Terminated CEO's Suit To Enforce Right of First Refusal Allowed To Proceed
In Gower v. Trux, Inc. (Del. Ch. Feb. 23, 2022), the Delaware Court of Chancery analyzed whether a terminated CEO could rely upon a Stockholder’s Right of First Refusal (ROFR) agreement to block a subsequent stock purchase agreement executed by his former employer. The court ruled that even if the former employee had no intention of exercising his right of first refusal or co-sale rights, a breach of the ROFR could result in the voiding and nullification of the underlying sale.
Plaintiff Gower was Trux’s CEO. In February 2020, Trux’s board purported to terminate Gower “for cause.” Several large shareholders disagreed with Gower’s decision to seek venture capital funding. The Trux shareholders who controlled the board wanted to sell the company immediately. Gower and the company, of course, disputed whether the termination was properly “for cause” and also disagreed about the resulting impact on Gower’s vested and unvested share ownership. Gower claimed he owned 1.4 million shares after his termination. Trux claimed he owned only 800,000.
Just six weeks later and in the midst of Gower’s disputed termination, Trux’s board agreed to sell all its outstanding shares to one of Trux’s largest customers. Trux asked Gower to approve the transaction. Predictably, Gower balked at consenting to the transaction and asked for more details, including the opportunity to review the purchase agreement. Trux refused and informed Gower two weeks later that it had executed the stock purchase agreement to sell all of Trux’s shares.
Gower cried foul. He claimed Trux’s board breached the shareholders’ ROFR agreement, in that he was denied the full 60-days to review and determine if he wished to exercise his rights. Gower also sought a declaratory judgment voiding the sale. Defendants moved to dismiss Gower’s claims.
The ROFR agreement set forth the process all Trux shareholders were required to follow to sell or transfer their shares. The ROFR required, among other things, a 60-day notice period for any sale of stock. If any shareholder wished to sell stock, the ROFR triggered a waterfall of rights, giving various classes of shareholders and the company the right to purchase the shares first.

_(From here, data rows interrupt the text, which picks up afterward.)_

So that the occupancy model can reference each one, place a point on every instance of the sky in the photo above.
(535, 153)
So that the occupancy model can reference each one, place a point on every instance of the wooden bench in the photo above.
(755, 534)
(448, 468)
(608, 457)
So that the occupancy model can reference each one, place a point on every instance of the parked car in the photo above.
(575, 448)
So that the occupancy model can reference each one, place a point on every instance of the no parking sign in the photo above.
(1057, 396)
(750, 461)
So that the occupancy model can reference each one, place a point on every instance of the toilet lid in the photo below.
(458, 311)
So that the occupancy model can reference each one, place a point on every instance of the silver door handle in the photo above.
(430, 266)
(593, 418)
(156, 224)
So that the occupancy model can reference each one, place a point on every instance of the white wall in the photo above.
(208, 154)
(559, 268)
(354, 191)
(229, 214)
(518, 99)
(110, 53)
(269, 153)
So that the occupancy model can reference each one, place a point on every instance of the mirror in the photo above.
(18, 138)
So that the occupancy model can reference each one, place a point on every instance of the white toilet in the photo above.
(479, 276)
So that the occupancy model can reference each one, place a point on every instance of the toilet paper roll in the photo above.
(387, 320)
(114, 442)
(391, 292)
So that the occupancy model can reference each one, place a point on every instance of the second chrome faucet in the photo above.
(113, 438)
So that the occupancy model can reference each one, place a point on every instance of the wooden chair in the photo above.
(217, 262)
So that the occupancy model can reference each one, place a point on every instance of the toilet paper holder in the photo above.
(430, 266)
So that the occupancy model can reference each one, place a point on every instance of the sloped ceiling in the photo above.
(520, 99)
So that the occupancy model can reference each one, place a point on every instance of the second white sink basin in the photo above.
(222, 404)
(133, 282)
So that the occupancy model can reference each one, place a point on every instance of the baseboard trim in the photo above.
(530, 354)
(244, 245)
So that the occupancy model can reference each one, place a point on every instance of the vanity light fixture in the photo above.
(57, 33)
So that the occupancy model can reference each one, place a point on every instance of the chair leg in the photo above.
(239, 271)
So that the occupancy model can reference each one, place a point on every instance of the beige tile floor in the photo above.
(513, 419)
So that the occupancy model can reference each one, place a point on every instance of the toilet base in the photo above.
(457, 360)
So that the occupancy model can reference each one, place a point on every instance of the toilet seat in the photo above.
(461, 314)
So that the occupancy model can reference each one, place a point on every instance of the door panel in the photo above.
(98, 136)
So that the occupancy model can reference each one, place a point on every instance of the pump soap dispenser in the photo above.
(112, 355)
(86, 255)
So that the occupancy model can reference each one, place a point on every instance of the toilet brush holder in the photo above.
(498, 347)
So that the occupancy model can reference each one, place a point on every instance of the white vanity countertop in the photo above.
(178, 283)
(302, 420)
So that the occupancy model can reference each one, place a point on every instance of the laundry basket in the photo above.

Any stock sale in violation of the ROFR would make the resulting sale null and void under the ROFR’s express terms.
In its detailed 41-page opinion, the chancery court concluded Gower adequately alleged Trux’s sale breached the ROFR. Defendants conceded they failed to give Gower the required 60-day notice, but argued it was immaterial because Gower neither wanted to nor “could have exercised any of those first-refusal rights.” The court flatly rejected that argument, finding it was contrary to the ROFR’s plain meaning and would render vast swathes of the ROFR was “mere surplusage.” Defendants also argued that because all other Trux shareholders waived the notice provision, Gower was foreclosed from relying on the ROFR’s 60-day notice requirement. The court easily rejected this argument, finding that the other shareholders’ actions were immaterial to Gower’s ability to enforce the ROFR. The court also denied the defendants’ laches argument. Defendants claimed that Gower “waited 232 days to file his lawsuit and unwinding the Share Sales would cause substantial prejudice.” The court looked to the ROFR’s terms, which provided that “no delay or omission to exercise any right . . . shall impair any such right.”
Key Takeaways:
- Patience, patience, patience. The company already had the CEO’s wrongful termination suit on its hands. There was also a dispute about the CEO’s vested ownership percentage. Why exacerbate matters and knowingly cram through a transaction in 30 days when 60 days was required? Exhibiting just a little bit of patience would have avoided what will undoubtedly be time-consuming, expensive litigation. Now — nearly two years after company’s ownership changed hands — just imagine the difficulties of unwinding this sale. The company will likely have to pay its former CEO handsomely to avoid those complications.
- The Gower decision is a good reminder that a ROFR will be enforced, regardless of whether a party has the desire or ability to exercise the ROFR’s rights. It’s likely true that this former CEO neither wanted to nor could have come up with the money to step into the purchaser’s shoes. But the ROFR’s terms still needed to follow — particularly in a setting like this where the company and a shareholder were already tangled up in a fight.
- The ROFR agreement provided that “no delay or omission to exercise any right, power or remedy accruing to any party under this Agreement, shall impair any such right, power or remedy of such non-breaching or non-defaulting party.” Drafters of such documents should think long and hard if this provision is appropriate. The provision is probably fatal to a laches argument. The statute of limitations for contractual breaches in many jurisdictions is 10 years. Do you want to give someone that long to challenge a transaction?
The company curiously refused to share the stock purchase agreement with Gower when he requested it. That’s reminiscent of a recent update where a seller was refused access to underlying closing documents, and only discovered seller’s misconduct a year later via a press article. Gower’s counsel was smart. Insist on full disclosure and refuse consent until it’s given.